Oud is an interesting note. It’s a resin that the agarwood tree produces when it develops a bacterial or fungal infection. Sounds appealing, right? But it has been used in fragrances in the Middle East and traditional medicine in Asia for centuries. It gives an earthy character that really sets off a rose fragrance. I make no claim that either of the scents I’m writing up here is a quintessential rose-oud perfume, as the oud is more subtle in both, but it’s a classic combination in Middle Eastern perfumery that has only become popular in the West in the past 5 years or so.

In one corner, wearing the gold cap and label, we have Armani Privé Rose d’Arabie, a 2010 release available in limited quantities at high-end department stores. The scent features notes of rose, oud, vanilla, and patchouli. It comes in a 100ml bottle for $290.
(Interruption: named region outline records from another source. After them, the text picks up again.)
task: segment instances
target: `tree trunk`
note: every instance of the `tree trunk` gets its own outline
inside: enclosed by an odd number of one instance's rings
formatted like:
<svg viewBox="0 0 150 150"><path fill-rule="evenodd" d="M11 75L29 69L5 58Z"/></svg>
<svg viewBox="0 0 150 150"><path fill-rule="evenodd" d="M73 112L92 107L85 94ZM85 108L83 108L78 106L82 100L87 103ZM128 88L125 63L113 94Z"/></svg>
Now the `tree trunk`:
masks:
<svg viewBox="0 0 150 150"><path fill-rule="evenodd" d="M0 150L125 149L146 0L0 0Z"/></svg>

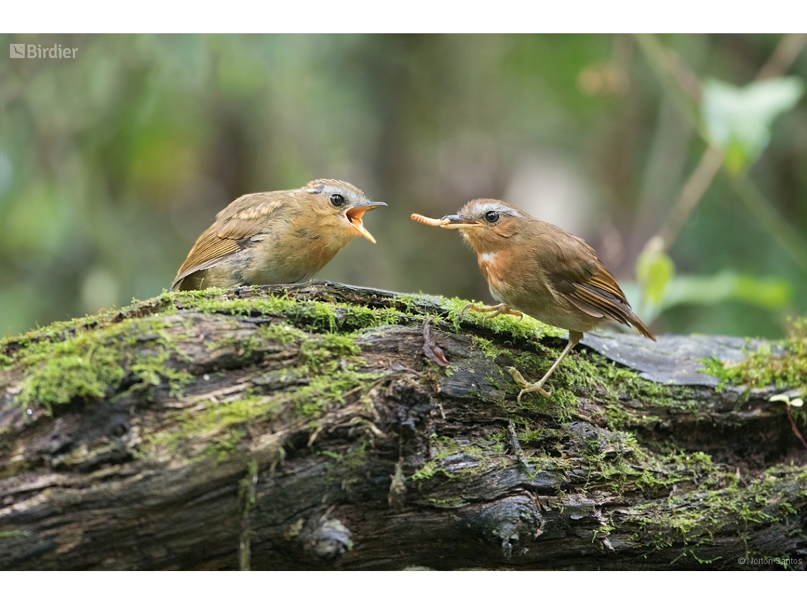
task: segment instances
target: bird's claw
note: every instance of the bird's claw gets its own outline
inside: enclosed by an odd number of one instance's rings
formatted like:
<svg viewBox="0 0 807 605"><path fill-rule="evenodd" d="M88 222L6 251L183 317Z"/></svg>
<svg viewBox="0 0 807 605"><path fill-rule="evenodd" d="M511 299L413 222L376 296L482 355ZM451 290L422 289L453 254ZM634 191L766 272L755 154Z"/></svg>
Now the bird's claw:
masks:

In the other, we have Jo Malone Velvet Rose and Oud Cologne Intense, also available at high-end department stores. Released in 2012, its notes are rose, oud, praline, and clove. It also comes in a 100ml bottle, retailing for $155.

At the opening, they’re almost identical, with the rose dominating and the oud very mild, just keeping the rose from being too sweet. As the scents dry down, however, Velvet Rose and Oud stays sweet from the praline note, with the clove coming in to give it some warmth. With Rose d’Arabie, however, the oud and the patchouli collide to make an earthy, almost sharp kind of smell that I don’t particularly like, with the vanilla almost entirely disappearing until late in the drydown. Once the vanilla comes back in, I enjoyed it, but I wish it hadn’t been overpowered by the patchouli.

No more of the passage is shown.